1983'te Gaziantep'in Oğuzeli ilçesinin sağlık ocağının tek doktoruydum. İlçe dediğiniz, birkaç bin nüfuslu, olanakları sınırlı bir kasaba... Zor ve güzel bir "mecburi" yıl geçirdim, bir sonraki yıl askere, ondan sonra mecburi hizmetin kalan 1 yılını tamamlamak üzere Biga'ya gitmeden önce...Mecburi hizmetten öğrendiklerimi öğrenmenin başka yolları olabilirdi mutlaka, hayatımdan alıp götürdüklerini geri almaktan çoktan vazgeçtim zaten; aklımda kalanlar yeter de artar herhalde...
Göreve 20 Ekim 1983 günü tam 8.00'de başladım. Tam 8:10'da Cumhuriyet Savcısı telefonla arayıp, 'göreviniz hayırlı olsun, ... köyünde bir otopsi var, ona gideceğiz' diyerek ilk görevimi bildirdi.O günlerden en çok aklımda kalan, yaşadığım arkadaşlıkların keyfi ve içtenliği (bir daha yakalanamaz düzeyde). Otobüsten indiğim andan başlayarak beni ağırlayan iki doktor arkadaşımla geçen zamanı unutamadım mesela...
Muzaffer'in doğum günü için hazırladığım "tebrik kartı" yandaki resimde... Kendi yaptığı işi çok beğenenlere sinir olsam da, ben de bu kartı pek beğendim ve o yılki yılbaşı tebrik kartı haline getirdiydim.
Bu resimde kendimce mecburi hizmetteki bir hekimi (kim acaba?) çizmiştim, elimde kopyası olmayan yılbaşı kartı versiyonunda, "ben yalnız bir doktorum, boynumda stetoskopum, ben bu hizmete mecburum" şeklinde bir 'dahiyane' sözümü eklemiştim.

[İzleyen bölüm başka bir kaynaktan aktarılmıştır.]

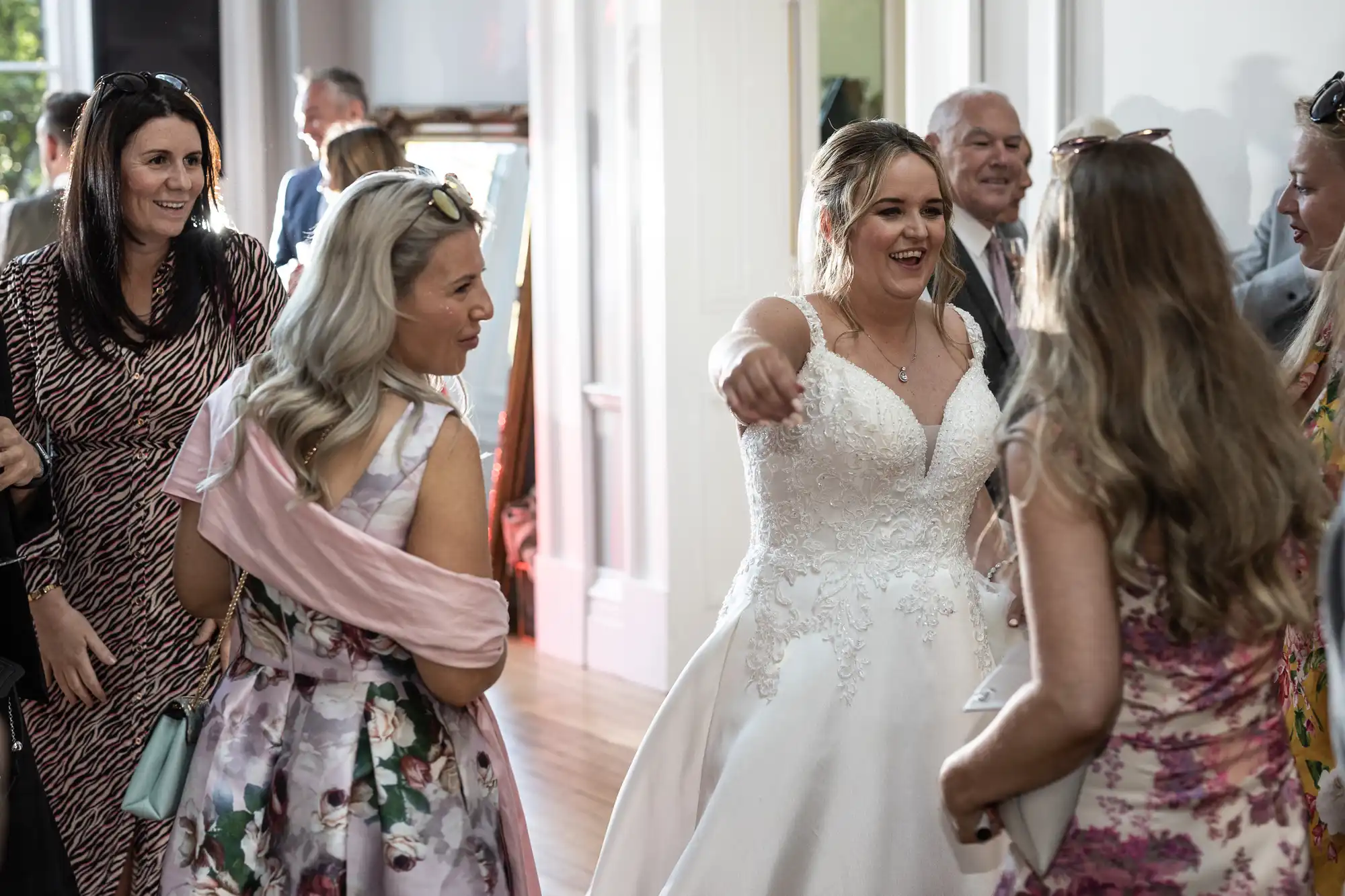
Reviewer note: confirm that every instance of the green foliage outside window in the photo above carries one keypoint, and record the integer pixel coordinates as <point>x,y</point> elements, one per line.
<point>21,97</point>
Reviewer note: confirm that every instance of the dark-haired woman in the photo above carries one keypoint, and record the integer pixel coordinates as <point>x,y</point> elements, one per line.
<point>116,335</point>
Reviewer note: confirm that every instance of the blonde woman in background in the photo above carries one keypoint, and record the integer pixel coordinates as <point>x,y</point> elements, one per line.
<point>1156,479</point>
<point>1315,366</point>
<point>353,153</point>
<point>350,153</point>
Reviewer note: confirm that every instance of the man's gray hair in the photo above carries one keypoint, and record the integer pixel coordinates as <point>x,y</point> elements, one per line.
<point>949,112</point>
<point>348,84</point>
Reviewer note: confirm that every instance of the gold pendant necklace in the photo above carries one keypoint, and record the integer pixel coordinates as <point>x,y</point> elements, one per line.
<point>902,369</point>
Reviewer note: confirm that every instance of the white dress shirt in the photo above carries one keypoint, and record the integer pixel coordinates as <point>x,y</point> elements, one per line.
<point>976,237</point>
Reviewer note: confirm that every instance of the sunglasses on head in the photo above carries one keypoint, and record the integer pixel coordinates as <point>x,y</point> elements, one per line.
<point>135,83</point>
<point>1161,136</point>
<point>451,197</point>
<point>1330,101</point>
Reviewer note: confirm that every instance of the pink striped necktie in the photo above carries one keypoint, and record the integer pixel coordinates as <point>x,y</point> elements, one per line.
<point>1004,286</point>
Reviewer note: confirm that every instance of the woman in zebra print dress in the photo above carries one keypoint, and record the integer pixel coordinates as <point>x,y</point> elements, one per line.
<point>116,335</point>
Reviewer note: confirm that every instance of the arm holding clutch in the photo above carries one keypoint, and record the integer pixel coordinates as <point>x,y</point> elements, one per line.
<point>1059,720</point>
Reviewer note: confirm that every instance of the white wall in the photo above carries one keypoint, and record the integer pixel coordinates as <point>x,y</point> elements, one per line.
<point>1222,73</point>
<point>447,53</point>
<point>664,205</point>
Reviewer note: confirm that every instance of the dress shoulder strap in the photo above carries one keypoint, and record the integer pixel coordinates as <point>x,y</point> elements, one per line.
<point>812,315</point>
<point>978,339</point>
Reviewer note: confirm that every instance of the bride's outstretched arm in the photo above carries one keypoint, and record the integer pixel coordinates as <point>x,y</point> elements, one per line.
<point>1063,716</point>
<point>757,365</point>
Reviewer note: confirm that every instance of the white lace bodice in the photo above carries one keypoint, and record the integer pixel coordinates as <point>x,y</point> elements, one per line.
<point>847,501</point>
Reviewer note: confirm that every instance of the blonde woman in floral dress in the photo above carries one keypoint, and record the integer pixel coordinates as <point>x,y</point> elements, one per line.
<point>350,748</point>
<point>1315,202</point>
<point>1156,573</point>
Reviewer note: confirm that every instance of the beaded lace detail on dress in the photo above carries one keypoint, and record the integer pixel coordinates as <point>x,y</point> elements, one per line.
<point>845,501</point>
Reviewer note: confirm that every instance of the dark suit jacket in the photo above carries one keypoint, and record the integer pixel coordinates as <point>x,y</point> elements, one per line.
<point>978,300</point>
<point>299,205</point>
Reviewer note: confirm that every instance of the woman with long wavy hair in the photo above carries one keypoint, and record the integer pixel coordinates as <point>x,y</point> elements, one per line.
<point>352,745</point>
<point>1315,369</point>
<point>1161,494</point>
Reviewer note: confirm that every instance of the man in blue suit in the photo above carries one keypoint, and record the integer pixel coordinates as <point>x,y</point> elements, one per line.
<point>328,97</point>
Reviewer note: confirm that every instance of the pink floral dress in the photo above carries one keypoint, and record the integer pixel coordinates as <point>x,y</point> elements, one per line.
<point>1303,673</point>
<point>325,766</point>
<point>1195,791</point>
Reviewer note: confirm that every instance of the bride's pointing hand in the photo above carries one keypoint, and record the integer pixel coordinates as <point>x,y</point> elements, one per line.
<point>763,388</point>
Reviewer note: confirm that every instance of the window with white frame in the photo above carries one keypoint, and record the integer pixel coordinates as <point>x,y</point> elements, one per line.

Bu kartı neredeyse 30 yıl sonra Ege tıp'tan sınıf arkadaşım Aysun bana geçmiş bir ortak hatıra olarak çerçeveletip getirince, hiç bir zahmet boşa değildir, diye düşündüm :)
Arkadaşlık deyince sadece orada olanlar değil, yakında uzakta olup ziyarete gelenleri de saymalıyım.
Yine de genellikle (çoğunluk sağlık ocağı hekiminin olduğu gibi) yalnızdım (fotoğrafı sağlık memurumuz Şahin bey çektiydi). Kocaman bir bahçe, nar ağaçları ile doluydu. Arkadaşlarla beraberlik kadar yalnız kalmanın tadını çıkartmayı da Oğuzeli'nde öğrendim.
Hafta içi ya hasta muayenesi, aile planlaması kliniği (RİA kursuna gitmiştim) ya da ev ve köy ziyaretindeydik. Aşılama ve bebek takibi en önemli işimdi.
Lojman ile ev dipdibeydi. hayatımın en kısa süreli işe yolculuğuydu; toplam 10-12 adım. Pencereden çekilmiş fotoğrafta görüldüğü gibi hem dipdibe hem içiçe bir hayat. her gece doğum, otopsi, adli vaka, hastalık, kaza vesilesiyle camı tıklatmak yetiyordu; yattığım yer sürekli bir nöbet odası gibiydi. Yorulmadığımı söyleyemem.